Shahin Basiratzadeh joined the PhD program in Management – Health Systems – at the Telfer School of Management in 2019. He is supervised by professors Wojtek Michalowski, Herna Viktor, and Natalie Baddour.
Why did you choose to study health systems management?
My motivation to enhance healthcare delivery is deeply rooted in a personal experience from several years ago. Unfortunately, I lost my grandmother due to a lengthy wait for an ambulance, a situation that I firmly believe could have been prevented. Over the years, while pursuing studies and conducting research in engineering and entrepreneurship, I developed a profound passion and commitment to leveraging cutting-edge technology-based healthcare solutions to reduce patient wait times and save lives.
Prior my PhD, I had the opportunity to work on innovative healthcare-related projects with practical relevance. For example, I designed an emergency drone capable of navigating hazardous terrains swiftly, and I developed an augmented reality app for precise posture assessments. These projects garnered both national and international recognition and resulted in peer-reviewed journal publications.
The journey of healthcare solutions extends far beyond their creation. True innovation is measured by its successful integration into the healthcare system, where it can deliver tangible benefits to patients and professionals. This becomes especially challenging given the intricacies of modern healthcare systems. It was this recognition that fueled my desire to gain a deeper understanding of health systems, leading me to pursue a Ph.D. in Management, Health Systems. Currently, my research focus is on developing context-driven AI for patient-centric decision-making. By harnessing health data, I aim to provide actionable insights tailored to the unique needs of patients and the specific roles of healthcare professionals.
What is your research about?
The fundamental question that I address with my research is: how can we sift through all the available health data that we collect today to make the best decisions for a patient’s care, especially in the early stages? Electronic health records are now common and store a vast amount of patient information. More data, however, does not always mean better decisions. To tackle this, I’ve created a unique framework that can be thought of as a “smart filter” that goes through all the collected information and highlights what is most relevant, based on the specific situation of each patient. This is important because a surgeon’s decision might differ from a nurse’s, depending on the exact nature of a patient’s condition and the available resources. My work contributes a novel perspective to health informatics research by offering a tailored way to look at health data. Essentially, my research is about transforming overwhelming medical data into clear, actionable guidance, aiding health-care professionals in the decision-making processes at early stages of care.
Your research findings were recently accepted for publication in Frontiers in Neurology. What are the highlights from that study?
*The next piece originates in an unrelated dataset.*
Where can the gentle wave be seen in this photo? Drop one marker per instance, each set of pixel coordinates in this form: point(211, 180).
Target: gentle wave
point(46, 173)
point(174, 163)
Together with a multidisciplinary team of surgeons, computer scientists, engineers, and health informaticians, we delved into a comprehensive Canadian dataset, identifying distinct clinically relevant Traumatic Spinal Cord Injury (TSCI) patient groups. TSCIs are complex and even with similar injuries, patient outcomes can differ widely. This variability creates a maze of patient data that is challenging to navigate, especially when making early-care decisions. Drawing on my PhD research, I applied the systematic framework to extract relevant details specific to each patient’s needs. Our findings were featured in Frontiers in Neurology, a leading publication for spinal cord injury research, which highlights the clinical significance of our results. This recognition underscores the importance of context when applying data-driven techniques in the medical field. Beyond just TSCI, this approach has potential applications across various medical domains, marking a transformative step towards AI-powered, context-driven healthcare. I had the privilege of showcasing this research at international conferences across both the USA and Canada. Recently, at the Musculoskeletal Research Symposium (MSK) in Ottawa, I had the honor of being recognized as one of the winners for best abstracts. My research attracted significant interest from healthcare providers and the clinician community.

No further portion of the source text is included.